In webservices or web stuff, asynchronous methods can be (just one of the many ways) called with AJAX which is asynchronous. In one method you can have multiple threads, this is the key difference between async methods and multiplie threads.
And the main: the difference between a standard method and a async method is that if you make 2 calls to a standard method at the same time to the same controller with a asynchronous caller (like AJAX) the second call will just begin when the first call has already completed, if the methods that you called were asynchronous both the calls will begin at the same time, with multiple-cores servers it can achiev twice (2 calls) the standard speed.
The speed of the parallelism is measured by this law.
In MSDN, there is a paragraph like this:
The async and await keywords don't cause additional threads to be
created. Async methods don't require multithreading because an async
method doesn't run on its own thread. The method runs on the current
synchronization context and uses time on the thread only when the
method is active. You can use Task.Run to move CPU-bound work to a
background thread, but a background thread doesn't help with a process
that's just waiting for results to become available.
But it looks I need little more help with the bold text since I am not sure what it exactly means. So how come it becomes async without using Threads?
Source: http://msdn.microsoft.com/en-us/library/hh191443.aspx
There are many asynchronous operations which don't require the use of multiple threads. Things like Asynchronous IO work by having interrupts which signal when data is available. This allows you to have an asynchronous call which isn't using extra threads - when the signal occurs, the operation completes.
Task.Run can be used to make your own CPU-based async methods, which will run on its own separate thread. The paragraph was intended to show that this isn't the only option, however.

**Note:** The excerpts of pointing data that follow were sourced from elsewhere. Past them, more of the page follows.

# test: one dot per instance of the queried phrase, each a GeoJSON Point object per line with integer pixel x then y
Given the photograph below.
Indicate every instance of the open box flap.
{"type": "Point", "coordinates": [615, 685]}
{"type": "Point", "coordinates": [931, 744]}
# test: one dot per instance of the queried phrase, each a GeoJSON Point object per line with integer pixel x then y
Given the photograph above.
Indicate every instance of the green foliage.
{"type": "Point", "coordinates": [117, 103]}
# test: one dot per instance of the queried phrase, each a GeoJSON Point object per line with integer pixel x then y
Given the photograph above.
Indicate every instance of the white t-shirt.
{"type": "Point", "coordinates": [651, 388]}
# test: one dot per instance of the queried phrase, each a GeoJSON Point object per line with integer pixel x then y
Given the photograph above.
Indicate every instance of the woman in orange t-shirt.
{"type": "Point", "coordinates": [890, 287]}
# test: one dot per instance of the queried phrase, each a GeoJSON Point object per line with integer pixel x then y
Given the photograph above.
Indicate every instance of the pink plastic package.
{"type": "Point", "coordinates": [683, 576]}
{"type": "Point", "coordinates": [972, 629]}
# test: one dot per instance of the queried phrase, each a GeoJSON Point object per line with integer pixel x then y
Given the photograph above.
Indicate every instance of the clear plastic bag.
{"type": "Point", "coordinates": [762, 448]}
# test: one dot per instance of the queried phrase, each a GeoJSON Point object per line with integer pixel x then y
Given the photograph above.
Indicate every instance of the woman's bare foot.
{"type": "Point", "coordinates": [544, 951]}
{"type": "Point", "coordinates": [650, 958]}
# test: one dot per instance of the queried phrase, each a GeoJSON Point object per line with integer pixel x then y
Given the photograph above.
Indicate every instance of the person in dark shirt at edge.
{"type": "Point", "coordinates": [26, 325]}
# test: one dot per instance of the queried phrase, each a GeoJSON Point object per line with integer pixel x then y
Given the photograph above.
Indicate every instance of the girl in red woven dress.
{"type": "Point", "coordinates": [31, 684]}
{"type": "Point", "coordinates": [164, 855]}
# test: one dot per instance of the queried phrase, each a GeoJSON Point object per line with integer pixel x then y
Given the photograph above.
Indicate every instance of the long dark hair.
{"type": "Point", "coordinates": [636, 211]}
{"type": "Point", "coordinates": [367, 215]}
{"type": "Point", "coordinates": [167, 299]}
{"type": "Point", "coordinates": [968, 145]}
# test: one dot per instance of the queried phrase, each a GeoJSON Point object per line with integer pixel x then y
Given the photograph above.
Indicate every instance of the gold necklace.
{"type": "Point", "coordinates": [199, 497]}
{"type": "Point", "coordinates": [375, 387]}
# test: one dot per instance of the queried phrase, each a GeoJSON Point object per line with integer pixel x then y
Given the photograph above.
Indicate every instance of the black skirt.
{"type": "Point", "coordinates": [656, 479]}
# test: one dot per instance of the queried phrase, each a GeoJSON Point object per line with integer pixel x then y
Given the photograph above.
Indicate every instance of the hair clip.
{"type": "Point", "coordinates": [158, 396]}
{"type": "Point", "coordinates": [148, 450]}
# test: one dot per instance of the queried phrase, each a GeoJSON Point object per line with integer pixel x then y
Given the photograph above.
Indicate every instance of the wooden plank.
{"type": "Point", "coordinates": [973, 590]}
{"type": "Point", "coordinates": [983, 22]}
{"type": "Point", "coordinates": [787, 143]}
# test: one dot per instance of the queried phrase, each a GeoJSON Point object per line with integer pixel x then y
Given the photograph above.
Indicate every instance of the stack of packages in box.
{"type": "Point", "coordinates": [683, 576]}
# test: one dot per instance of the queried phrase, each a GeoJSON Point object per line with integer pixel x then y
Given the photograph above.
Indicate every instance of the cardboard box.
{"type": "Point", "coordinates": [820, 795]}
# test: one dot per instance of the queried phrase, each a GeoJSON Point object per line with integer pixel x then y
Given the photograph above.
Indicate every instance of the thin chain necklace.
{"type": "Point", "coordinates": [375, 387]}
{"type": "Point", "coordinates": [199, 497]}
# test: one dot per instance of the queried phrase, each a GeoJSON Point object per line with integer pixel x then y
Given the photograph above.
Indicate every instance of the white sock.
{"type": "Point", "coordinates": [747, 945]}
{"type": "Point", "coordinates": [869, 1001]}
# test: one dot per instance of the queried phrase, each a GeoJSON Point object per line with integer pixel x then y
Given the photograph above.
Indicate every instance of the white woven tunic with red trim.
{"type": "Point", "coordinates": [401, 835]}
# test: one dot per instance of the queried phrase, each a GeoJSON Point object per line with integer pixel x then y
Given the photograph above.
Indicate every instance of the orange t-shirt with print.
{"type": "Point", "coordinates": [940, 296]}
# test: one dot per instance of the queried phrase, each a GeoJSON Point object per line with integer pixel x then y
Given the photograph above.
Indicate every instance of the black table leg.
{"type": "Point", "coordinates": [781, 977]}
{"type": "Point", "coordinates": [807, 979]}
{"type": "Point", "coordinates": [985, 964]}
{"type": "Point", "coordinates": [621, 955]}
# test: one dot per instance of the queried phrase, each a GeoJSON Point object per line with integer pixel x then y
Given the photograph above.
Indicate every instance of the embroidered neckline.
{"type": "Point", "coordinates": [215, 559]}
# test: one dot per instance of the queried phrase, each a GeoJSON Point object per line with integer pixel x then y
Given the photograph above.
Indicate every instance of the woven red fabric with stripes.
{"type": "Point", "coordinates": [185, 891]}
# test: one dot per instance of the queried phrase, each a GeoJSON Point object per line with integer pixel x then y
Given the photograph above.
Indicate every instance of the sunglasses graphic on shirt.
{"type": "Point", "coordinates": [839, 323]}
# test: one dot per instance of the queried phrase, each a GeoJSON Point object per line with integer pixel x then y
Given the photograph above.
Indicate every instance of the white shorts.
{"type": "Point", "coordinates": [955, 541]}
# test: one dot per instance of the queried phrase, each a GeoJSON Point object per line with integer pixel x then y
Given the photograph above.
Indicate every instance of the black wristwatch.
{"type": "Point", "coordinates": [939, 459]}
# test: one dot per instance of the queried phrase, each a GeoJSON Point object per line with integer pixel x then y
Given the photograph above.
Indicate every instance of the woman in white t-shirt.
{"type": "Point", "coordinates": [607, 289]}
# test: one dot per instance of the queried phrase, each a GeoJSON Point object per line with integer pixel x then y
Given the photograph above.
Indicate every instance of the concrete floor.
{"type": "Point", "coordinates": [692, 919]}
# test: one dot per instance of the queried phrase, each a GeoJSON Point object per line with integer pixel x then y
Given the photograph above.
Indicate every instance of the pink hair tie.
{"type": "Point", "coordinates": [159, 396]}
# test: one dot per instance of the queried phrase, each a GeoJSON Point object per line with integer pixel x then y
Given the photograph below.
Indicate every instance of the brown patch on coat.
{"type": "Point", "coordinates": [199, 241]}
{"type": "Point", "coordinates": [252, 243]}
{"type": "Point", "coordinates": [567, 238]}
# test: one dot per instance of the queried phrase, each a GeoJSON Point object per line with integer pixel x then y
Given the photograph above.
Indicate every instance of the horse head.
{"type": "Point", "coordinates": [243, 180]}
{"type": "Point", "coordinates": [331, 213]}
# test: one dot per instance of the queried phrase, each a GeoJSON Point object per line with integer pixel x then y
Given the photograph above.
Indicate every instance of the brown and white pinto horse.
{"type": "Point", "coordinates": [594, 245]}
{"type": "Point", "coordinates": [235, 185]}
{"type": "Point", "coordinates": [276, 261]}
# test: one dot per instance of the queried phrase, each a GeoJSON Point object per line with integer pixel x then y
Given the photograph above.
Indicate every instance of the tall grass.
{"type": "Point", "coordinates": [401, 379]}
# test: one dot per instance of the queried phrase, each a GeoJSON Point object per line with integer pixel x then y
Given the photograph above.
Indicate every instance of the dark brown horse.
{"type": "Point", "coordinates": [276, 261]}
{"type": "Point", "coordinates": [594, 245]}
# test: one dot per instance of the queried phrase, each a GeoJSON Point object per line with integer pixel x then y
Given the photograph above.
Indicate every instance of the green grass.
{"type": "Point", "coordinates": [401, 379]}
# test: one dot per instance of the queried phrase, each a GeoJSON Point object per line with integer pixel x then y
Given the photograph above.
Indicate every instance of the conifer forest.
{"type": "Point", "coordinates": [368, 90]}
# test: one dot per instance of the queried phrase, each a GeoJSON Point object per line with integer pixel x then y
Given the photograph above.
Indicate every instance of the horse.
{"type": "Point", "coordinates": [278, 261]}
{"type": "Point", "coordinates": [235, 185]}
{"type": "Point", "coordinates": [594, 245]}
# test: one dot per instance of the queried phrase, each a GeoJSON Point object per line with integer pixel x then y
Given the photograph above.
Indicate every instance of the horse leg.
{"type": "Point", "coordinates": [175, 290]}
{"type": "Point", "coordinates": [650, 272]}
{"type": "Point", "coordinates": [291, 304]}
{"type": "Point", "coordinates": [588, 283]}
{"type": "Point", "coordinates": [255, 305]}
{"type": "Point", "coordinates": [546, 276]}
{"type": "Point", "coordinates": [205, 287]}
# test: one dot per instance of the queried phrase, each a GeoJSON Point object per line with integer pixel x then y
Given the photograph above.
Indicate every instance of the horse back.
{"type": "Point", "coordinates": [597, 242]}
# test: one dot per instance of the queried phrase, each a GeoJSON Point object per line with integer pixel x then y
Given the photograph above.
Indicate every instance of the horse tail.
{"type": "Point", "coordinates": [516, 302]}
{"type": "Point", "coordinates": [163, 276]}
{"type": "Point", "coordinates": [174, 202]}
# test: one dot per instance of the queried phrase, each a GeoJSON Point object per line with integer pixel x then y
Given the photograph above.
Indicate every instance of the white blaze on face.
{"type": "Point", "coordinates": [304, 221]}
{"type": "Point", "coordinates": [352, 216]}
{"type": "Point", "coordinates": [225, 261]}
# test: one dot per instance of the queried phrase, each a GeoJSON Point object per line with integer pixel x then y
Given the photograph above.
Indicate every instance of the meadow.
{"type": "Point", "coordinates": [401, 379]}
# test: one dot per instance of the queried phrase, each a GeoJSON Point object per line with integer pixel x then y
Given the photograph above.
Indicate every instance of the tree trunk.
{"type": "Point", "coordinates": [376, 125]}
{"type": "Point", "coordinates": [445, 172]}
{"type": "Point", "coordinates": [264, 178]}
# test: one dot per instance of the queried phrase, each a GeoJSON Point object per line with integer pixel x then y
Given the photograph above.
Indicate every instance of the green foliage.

async/await is not just about using more threads. It's about using the threads you have more effectively. When operations block, such as waiting on a download or file read, the async/await pattern allows you to use that existing thread for something else. The compiler handles all the magic plumbing underneath, making it much easier to develop with.
See http://msdn.microsoft.com/en-us/magazine/hh456401.aspx for the problem description and the whitepaper at http://www.microsoft.com/en-us/download/details.aspx?id=14058.
Not the code generated by the async and await keyword themselves, no. They create code that runs on your the current thread, assuming it has a synchronization context. If it doesn't then you actually do get threads, but that's using the pattern for no good reason. The await expression, what you write on the right side of the await keyword causes threads to run.
But that thread is often not observable, it may be a device driver thread. Which reports that it is done with a I/O completion port. Pretty common, I/O is always a good reason to use await. If not already forced on you by WinRT, the real reason that async/await got added.
A note about "having a synchronization context". You have one on a thread if the SynchronizationContext.Current property is not null. This is almost only ever the case on the main thread of a gui app. Also the only place where you normally ever worry about having delays not freeze your user interface.
Essentially what it's doing is when you run an async method without calling it with await is this:
Start the method and do as much as possible sychronously.
When necessary, pause the method and put the rest of it into a continuation.
When the async part is completed (is no longer being waited on), schedule the continuation to run on the same thread.
Whatever you want can run on this thread as normal. You can even examine/manipulate the Task returned from the async method.
When the thread becomes available, it will run the rest of your method.
The 'async part' could be file IO, a web request, or pretty much anything, as long as calling code can wait on this task to complete. This includes, but is not limited to, a separate thread. As Reed Copsey pointed out, there are other ways of performing async operations, like interrupts.